Will God allow our disobedience and idolatry to go unpunished?
No, every sin is against the sovereignty, holiness, and goodness of God, and against his righteous law, and God is righteously angry with our sins and will punish them in his just judgment both in this life, and in the life to come.
Proof Text: Ephesians 5:5–6
For you may be sure of this, that everyone who is sexually immoral or impure, or who is covetous (that is, an idolater), has no inheritance in the kingdom of Christ and God. Let no one deceive you with empty words, for because of these things the wrath of God comes upon the sons of disobedience.
Righteous Lord, if we think that we are good, we deceive ourselves. We deserve your wrath. We have broken your commands, and we have not loved you with our whole hearts, minds, and strength. We can only plead the righteousness of Christ and ask you to let our punishment fall on him. Amen.

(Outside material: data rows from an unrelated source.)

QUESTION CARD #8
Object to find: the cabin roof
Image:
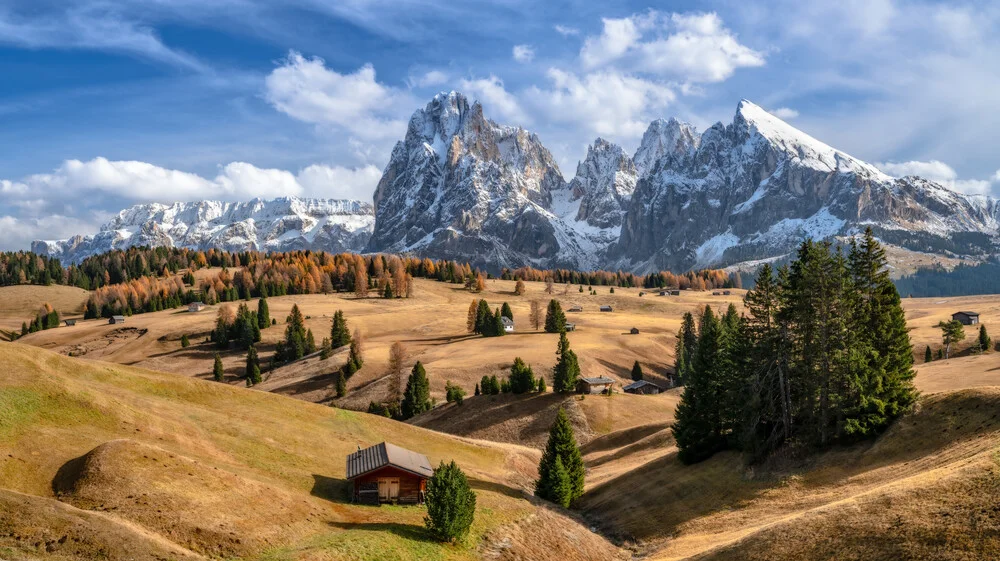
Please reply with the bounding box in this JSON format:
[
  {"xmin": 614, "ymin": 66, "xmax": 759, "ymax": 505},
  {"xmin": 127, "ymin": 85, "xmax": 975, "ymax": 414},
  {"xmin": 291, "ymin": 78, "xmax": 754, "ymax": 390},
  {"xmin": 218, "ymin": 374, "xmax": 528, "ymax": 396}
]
[
  {"xmin": 622, "ymin": 380, "xmax": 663, "ymax": 391},
  {"xmin": 347, "ymin": 442, "xmax": 434, "ymax": 479}
]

When Paul preached before Felix and Drusilla, he essentially had three points—righteousness, self-control, and the judgment to come (Acts 24). The fact that Felix and Drusilla were in an adulterous relationship did not prevent Paul from speaking very clearly about the justice of God. It was, if you like, almost a hallmark of his preaching. At the end of his address in Athens he says the same thing: “[God] has fixed a day on which he will judge the world” (Acts 17:31). The Bible makes it clear that we won’t escape detection or conviction or sentence forever. There is going to be a payday.
The idea that God is too kind ever to condemn sin and that everyone in the end will go to heaven does not actually find a basis in the Bible itself. Paul’s warning in Ephesians 5 is to those who have professed faith in Jesus, so that they will not pay attention to those who suggest other than what he’s teaching them, namely, that this day will come—a day that is fixed, a day that will be absolutely fair, and a day when the judgment rendered will be absolutely final.
Historical Commentary by
Charles Haddon Spurgeon
Who is Charles Haddon Spurgeon?
Not to punish the guilty were to exact the penalty of suffering from the innocent. Think what an injury and injustice would be inflicted upon all the honest men in London if the thieves were never punished for their roguery. It would be making the innocent suffer if you allowed the guilty to escape. God, therefore, not out of arbitrary choice, but from very necessity of rightness, must punish us for having done wrong.